Cajun Shrimp & Grits

Recipe printed from chiknpastry.com

Cajun Shrimp & Grits
Adapted from The Boathouse in Charleston, SC via Epicurious.com; serves 6

this is a great recipe even if you aren't in the grits camp, but you have to enjoy a lil' spice in your life! alternatively, you could omit the hot sauce on top, but to me, that's the best part :).

ingredients
hot pepper cream sauce
1/3 c hot sauce (preferably Frank's)
1/4 c dry white wine
1 shallot, chopped
1 T fresh lemon juice
1 T rice vinegar
1 c half & half (divided, half is for grits)

grits
5 c water
3 c 2% milk
1/4 c (1/2 stick) unsalted butter
2 c corn grits (not 'quick cooking' grits)

everything else
1/4 c olive oil
8 oz smoked andouille sausage*, casings removed
1 red bell pepper, chopped
1 green bell pepper, chopped
1/2 c minced onion
4 garlic cloves, chopped
30 uncooked large shrimp, peeled, deveined
4 plum tomatoes, chopped
2 t Cajun seasoning
2 t Old Bay seasoning
chives, minced, for garnish

instructions
Combine hot pepper sauce, wine, shallot, lemon juice and vinegar in heavy medium saucepan. Boil over medium heat until reduced to 1/2 c, about 15 minutes. Stir in 1/2 c half & half. Cover and refrigerate (can make in advance).

Bring 1/2 c half & half, 5 cups water, milk and butter to simmer in heavy medium saucepan. Gradually whisk in grits. Simmer until grits are very soft and thickened, stirring frequently, about 45 minutes to 1 hour.

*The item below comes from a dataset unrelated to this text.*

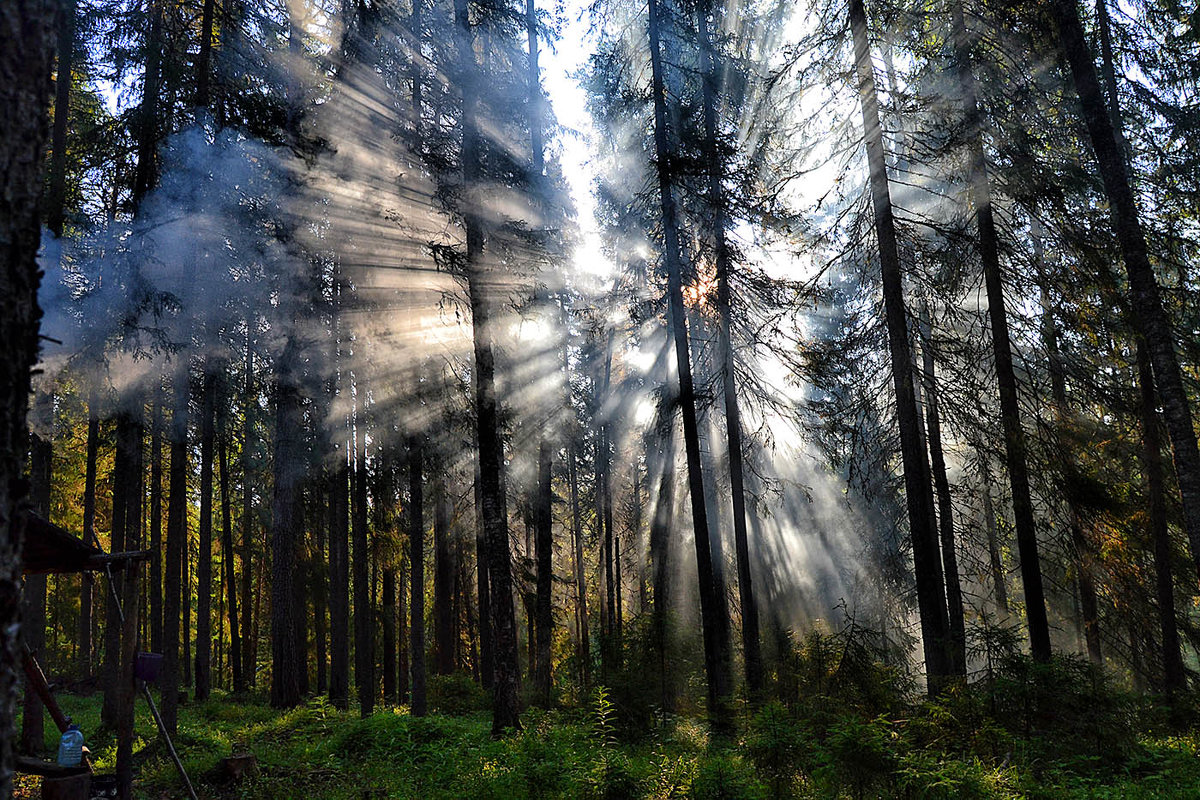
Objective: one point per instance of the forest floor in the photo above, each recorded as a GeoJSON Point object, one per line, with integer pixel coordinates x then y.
{"type": "Point", "coordinates": [317, 751]}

Meanwhile, heat olive oil in heavy medium skillet over medium heat. Add sausage, both bell peppers, onion and garlic; sauté until vegetables are tender, about 8 minutes. Add shrimp, tomatoes, Cajun seasoning and Old Bay seasoning and sauté until shrimp are opaque in center, about 6 minutes. Season to taste with salt and pepper.

Bring hot pepper-cream sauce to simmer. Spoon grits onto 6 plates, dividing equally. Spoon shrimp mixture over grits. Drizzle hot pepper-cream sauce over and serve.

*andouille sausage is is spicy, smoked pork & beef sausage. I get mine from the sausage case @ Whole Foods, but if you can't find it, you can substitute any other spicy sausage and either slice it thinly or remove the casings and use it ground.